What is the nursing intervention for verticulitis

Diverticulitis (diverticular disease)


Diverticula are protrusions of the intestinal wall, preferably in the left-hand colon (sigmoid diverticulosis), but also on the right-hand side or affecting the entire colon. The frequency of diverticula increases with age. More than 70% of people over the age of 70 have diverticula, but young people can also have diverticula.

Symptoms / complaints

The cause is a combination of increased intestinal pressure, constipation, a low-fiber diet and weak connective tissue. Diverticulosis in itself has no disease value. Only the inflammation of the diverticula with the following symptoms make the diverticulum carrier a diverticulitis patient (sigmoid diverticulitis):

  • Pain in the (left) lower abdomen
  • fever
  • pressure-sensitive "roller"
  • increased signs of inflammation


Inflamed diverticula can burst (perforation). If this happens in the free abdominal cavity, a potentially dangerous peritonitis develops, otherwise an abscess develops. If the episodes of inflammation are repeated, the intestine can become constricted (stenosis) with the risk of intestinal obstruction (ileus). Furthermore, connections (fistulas) to the urinary bladder or vagina can develop or bleeding from the intestine can also occur.


With a computed tomography of the abdomen, it is very likely that diverticulitis can be differentiated from other diseases and targeted treatment can be initiated. In addition, a colonoscopy should be performed to assess the intestinal mucosa and to rule out an intestinal tumor. Even after the acute inflammation has subsided, this examination is necessary for planning the further course of action.


Mild inflammation, especially during the first attack, is treated conservatively (non-surgically) with antibiotics. This is followed by diagnostics and, if necessary, measures to regulate the stool.

More severe inflammations lead to inpatient hospital treatment. If a perforation can be ruled out, non-surgical antibiotic treatment with infusion therapy takes place here as well.
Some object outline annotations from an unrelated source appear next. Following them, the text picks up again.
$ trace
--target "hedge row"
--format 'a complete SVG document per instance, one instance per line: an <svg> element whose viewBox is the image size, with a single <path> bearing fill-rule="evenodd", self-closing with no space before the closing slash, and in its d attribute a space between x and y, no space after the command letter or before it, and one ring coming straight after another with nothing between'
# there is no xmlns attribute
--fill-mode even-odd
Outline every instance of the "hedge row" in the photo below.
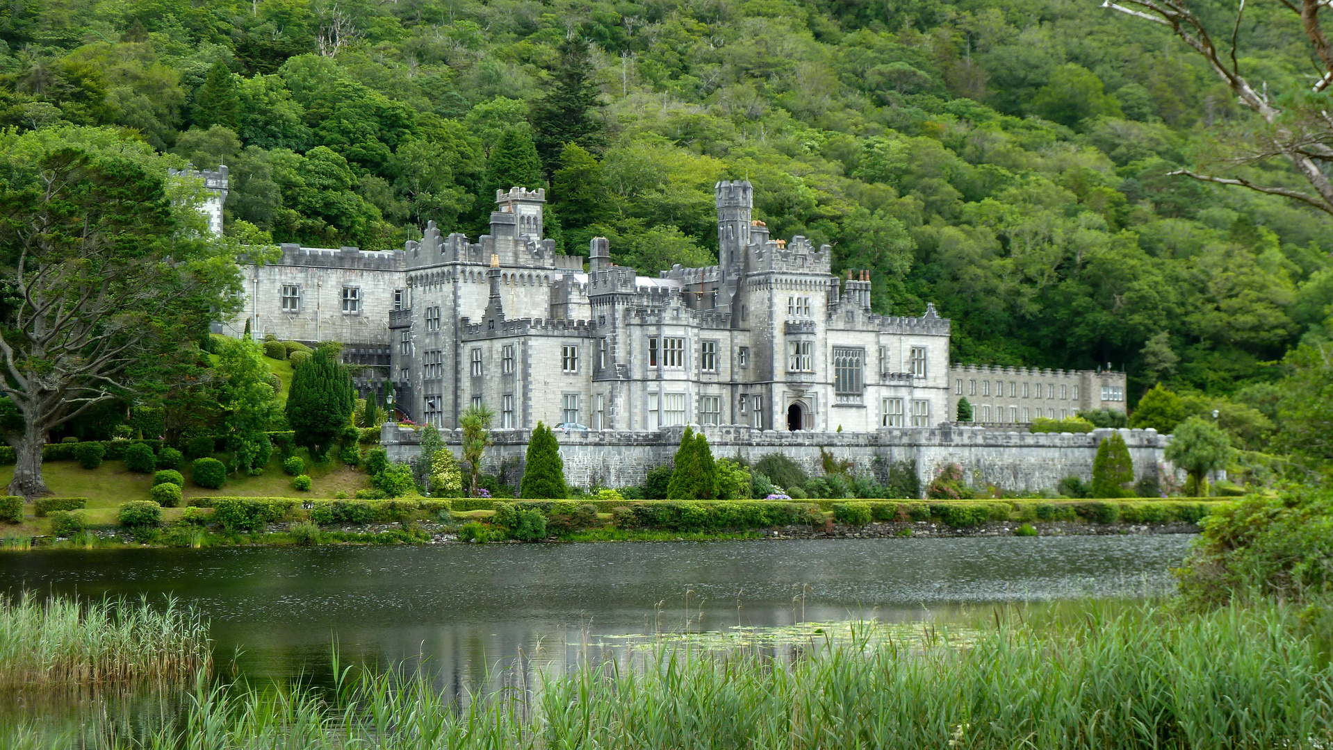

In the case of recurrent attacks or severe inflammation, the risk of complications increases, so that a planned operation is indicated here.


The planned operation can often be performed minimally invasively with a laparoscopy (laparoscopic resection).

The diseased part of the large intestine is removed with the help of a video camera using 4 - 5 small incisions, which is then recovered from the abdominal cavity via a small incision in the pubic area. The intestine is reunited (anastomosis) with a stapler inserted through the anus. In individual cases, it may be necessary to create a protective outlet from the small intestine (protective ileostomy). This stoma can usually be resolved after 4 - 6 weeks with a small operation.

There may be reasons for an open operation (previous operations, adhesions, pronounced diverticulitis). This is then performed via a straight or transverse abdominal incision in the middle (conventional surgery).


As a rule, a rapid, gradual increase in diet is carried out after the operation. Depending on the severity of the operation and any previous illnesses, a stay in the intensive care unit may be necessary, but this is not the rule. Once the diet and wound healing have been completed after the laparoscopic operation, the patient can often leave the hospital after 4 - 8 days. Due to the small incisions, physical restraint is not necessary for a long time.

In the case of open surgery or emergency procedures, the recovery process naturally takes longer. A further diet is generally not necessary; attention should be paid to a healthy diet, sufficient exercise and fluid intake, and if necessary also to measures to soften or regulate the stool.